Ale przecież ta mała, emocjonalna, osobista apokalipsa została rozpisana przez kogoś, kto już w niej tkwił. Pandemiczne zamknięcie i konfrontacja z klatką w swojej głowie było niczym innym, jak tylko pretekstem do odnowienia introwertycznych przyrzeczeń, do odkopania tego, co wcześniej zostało skrupulatnie zakopane i ukryte przed światem. Światem, który z globalnej wioski zamienia się powoli w ksenofobiczną, klaustrofobiczną już-tylko-wioskę, gdzie wirtualne ekrany zastąpiły okna.

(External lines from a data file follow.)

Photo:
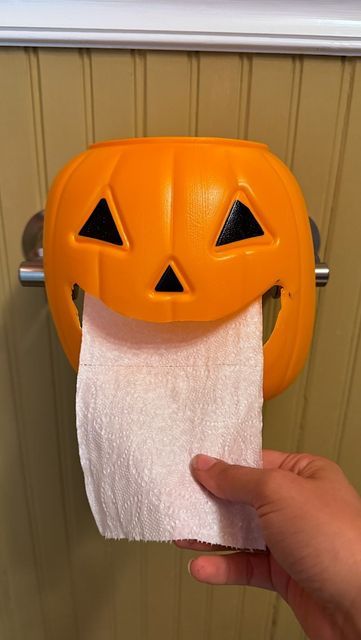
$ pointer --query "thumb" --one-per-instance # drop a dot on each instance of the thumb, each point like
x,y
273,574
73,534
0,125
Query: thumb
x,y
233,482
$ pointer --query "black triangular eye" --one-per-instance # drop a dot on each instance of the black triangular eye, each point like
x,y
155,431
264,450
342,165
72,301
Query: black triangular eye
x,y
240,224
101,226
169,283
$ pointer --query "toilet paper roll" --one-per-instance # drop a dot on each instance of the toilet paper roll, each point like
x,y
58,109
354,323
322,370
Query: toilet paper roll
x,y
149,397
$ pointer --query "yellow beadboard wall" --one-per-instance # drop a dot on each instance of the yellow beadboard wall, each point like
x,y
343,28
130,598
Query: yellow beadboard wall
x,y
59,579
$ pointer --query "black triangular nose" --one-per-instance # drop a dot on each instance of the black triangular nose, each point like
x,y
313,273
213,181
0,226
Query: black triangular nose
x,y
169,282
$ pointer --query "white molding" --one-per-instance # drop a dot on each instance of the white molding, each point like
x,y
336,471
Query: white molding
x,y
331,27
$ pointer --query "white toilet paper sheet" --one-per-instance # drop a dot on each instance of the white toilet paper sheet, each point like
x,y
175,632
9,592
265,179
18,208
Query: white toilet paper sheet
x,y
149,397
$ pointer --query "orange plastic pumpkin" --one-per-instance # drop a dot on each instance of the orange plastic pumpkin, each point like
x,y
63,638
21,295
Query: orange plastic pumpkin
x,y
169,229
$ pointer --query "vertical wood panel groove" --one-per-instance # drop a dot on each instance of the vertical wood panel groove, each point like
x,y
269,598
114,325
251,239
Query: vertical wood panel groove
x,y
328,234
342,147
304,108
294,110
193,93
88,96
350,370
39,135
13,375
139,93
244,96
37,109
343,105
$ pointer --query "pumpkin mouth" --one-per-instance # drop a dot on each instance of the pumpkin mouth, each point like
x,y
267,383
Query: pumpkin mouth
x,y
271,306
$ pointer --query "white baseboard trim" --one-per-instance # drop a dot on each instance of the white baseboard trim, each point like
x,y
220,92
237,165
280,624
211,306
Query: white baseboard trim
x,y
327,27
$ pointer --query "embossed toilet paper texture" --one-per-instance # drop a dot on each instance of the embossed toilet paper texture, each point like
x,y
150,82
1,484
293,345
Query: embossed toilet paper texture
x,y
149,397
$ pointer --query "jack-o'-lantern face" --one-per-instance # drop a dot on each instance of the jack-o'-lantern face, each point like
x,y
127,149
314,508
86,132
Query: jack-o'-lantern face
x,y
177,229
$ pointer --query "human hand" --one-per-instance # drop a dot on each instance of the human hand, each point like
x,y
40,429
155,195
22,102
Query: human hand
x,y
311,521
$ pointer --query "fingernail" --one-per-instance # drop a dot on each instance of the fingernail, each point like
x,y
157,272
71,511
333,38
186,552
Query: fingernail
x,y
189,566
202,462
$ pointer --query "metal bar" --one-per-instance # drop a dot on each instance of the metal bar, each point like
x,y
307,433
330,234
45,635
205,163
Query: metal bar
x,y
31,272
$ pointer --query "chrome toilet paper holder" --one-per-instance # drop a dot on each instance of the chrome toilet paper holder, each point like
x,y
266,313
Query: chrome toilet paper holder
x,y
31,270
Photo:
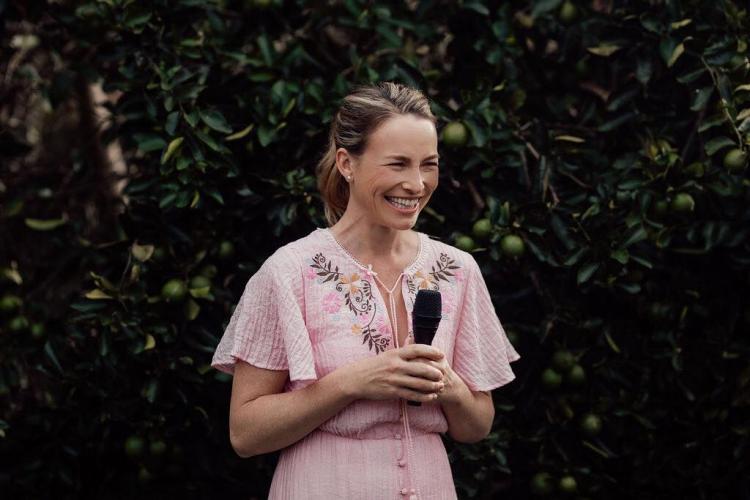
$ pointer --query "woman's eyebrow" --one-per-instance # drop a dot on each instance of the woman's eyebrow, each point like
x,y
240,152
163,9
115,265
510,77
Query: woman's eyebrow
x,y
406,158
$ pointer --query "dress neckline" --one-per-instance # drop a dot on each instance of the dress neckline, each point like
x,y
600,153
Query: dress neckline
x,y
407,270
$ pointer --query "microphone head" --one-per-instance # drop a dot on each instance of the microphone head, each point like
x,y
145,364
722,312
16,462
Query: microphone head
x,y
427,304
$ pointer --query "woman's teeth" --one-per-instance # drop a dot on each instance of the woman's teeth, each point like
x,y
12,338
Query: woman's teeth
x,y
405,203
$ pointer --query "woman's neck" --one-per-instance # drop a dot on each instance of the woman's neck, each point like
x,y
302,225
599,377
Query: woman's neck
x,y
376,244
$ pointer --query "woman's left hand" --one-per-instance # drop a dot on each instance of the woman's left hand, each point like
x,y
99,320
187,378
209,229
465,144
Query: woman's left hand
x,y
453,384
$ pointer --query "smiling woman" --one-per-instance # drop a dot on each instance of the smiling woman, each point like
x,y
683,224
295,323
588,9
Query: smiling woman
x,y
320,343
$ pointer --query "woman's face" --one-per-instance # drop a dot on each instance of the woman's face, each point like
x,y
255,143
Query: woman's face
x,y
395,176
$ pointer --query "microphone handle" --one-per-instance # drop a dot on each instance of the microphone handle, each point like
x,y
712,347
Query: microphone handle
x,y
423,335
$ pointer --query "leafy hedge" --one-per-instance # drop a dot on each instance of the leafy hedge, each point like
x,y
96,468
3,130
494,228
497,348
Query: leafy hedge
x,y
610,137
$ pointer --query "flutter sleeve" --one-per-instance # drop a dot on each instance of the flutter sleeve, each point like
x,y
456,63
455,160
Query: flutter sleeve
x,y
482,352
267,328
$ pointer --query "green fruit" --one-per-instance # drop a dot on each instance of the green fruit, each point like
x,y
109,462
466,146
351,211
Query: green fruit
x,y
682,203
209,271
695,169
567,484
660,207
455,134
482,228
512,245
563,360
226,250
576,375
568,12
18,323
591,424
157,448
10,302
37,330
200,281
735,160
541,483
174,290
551,379
134,446
465,243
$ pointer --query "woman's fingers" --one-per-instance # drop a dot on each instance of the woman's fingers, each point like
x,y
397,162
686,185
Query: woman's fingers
x,y
416,385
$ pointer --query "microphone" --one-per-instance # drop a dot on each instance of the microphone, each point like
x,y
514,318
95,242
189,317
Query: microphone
x,y
425,319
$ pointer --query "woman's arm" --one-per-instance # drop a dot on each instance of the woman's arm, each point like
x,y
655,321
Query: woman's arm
x,y
469,413
262,419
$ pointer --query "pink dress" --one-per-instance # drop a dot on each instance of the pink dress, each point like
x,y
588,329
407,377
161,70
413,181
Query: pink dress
x,y
312,308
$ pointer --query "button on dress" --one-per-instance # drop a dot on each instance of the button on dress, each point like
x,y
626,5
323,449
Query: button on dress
x,y
312,308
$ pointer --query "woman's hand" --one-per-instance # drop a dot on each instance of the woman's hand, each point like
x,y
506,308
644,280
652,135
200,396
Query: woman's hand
x,y
453,385
396,373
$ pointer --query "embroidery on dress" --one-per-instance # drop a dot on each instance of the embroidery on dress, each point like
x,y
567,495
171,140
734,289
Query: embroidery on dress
x,y
444,269
357,295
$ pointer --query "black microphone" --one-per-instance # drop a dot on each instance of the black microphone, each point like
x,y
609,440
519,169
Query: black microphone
x,y
425,319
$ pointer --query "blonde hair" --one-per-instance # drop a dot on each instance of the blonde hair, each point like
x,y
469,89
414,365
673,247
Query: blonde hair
x,y
358,116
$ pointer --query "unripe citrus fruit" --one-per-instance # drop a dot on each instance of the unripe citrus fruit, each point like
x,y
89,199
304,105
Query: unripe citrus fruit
x,y
660,207
209,270
200,281
174,290
37,330
591,424
134,446
682,203
482,228
9,302
512,245
551,379
465,243
455,134
695,169
735,160
541,483
568,484
157,448
563,360
18,323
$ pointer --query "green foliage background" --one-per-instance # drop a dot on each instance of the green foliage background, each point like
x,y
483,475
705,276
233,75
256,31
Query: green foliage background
x,y
588,123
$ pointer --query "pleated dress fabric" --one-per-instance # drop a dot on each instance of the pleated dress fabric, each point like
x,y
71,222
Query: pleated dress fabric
x,y
312,308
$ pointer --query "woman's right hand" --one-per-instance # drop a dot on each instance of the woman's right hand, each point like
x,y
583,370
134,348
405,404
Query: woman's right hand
x,y
405,373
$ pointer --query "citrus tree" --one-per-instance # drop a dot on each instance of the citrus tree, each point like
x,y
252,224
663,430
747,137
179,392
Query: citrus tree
x,y
594,162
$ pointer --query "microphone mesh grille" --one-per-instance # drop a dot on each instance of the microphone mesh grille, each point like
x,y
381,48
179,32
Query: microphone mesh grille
x,y
428,304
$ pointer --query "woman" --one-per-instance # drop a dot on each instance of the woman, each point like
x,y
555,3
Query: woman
x,y
320,343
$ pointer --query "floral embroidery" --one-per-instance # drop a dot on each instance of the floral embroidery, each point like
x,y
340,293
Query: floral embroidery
x,y
357,297
332,302
356,293
445,267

Można odnieść wrażenie, że obraz emocjonalnej alienacji w filmie został przesadnie przerysowany. Po długich miesiącach, które – być może nieodwracalnie – zmieniły znaną nam rzeczywistość, ciężko z podobnym zaangażowaniem płakać nad rozlanym mlekiem skrzywdzonego „ja”. Już tu byliśmy. Ale może właśnie dzięki temu doświadczeniu łatwiej zrozumieć – przynajmniej na poziomie odczuć – film amerykańskiego twórcy?
Może pora z tym skończyć nie jest dziełem pozbawionym subtelnego (niezręcznego) humoru i być może to właśnie owa autoironiczność uchroniła Kaufmana przed emocjonalnym ekshibicjonizmem. Co więcej, nie sposób odmówić obrazowi niepokojącej hipnotyczności, co być może jest zasługą wybitnych zdjęć Łukasza Żala. I nawet jeżeli większość widzów stanie się po seansie zdezorientowanym kłębkiem myśli, to warto pamiętać, że w tej wspólnocie zamknięcia wszyscy jesteśmy introwertykami.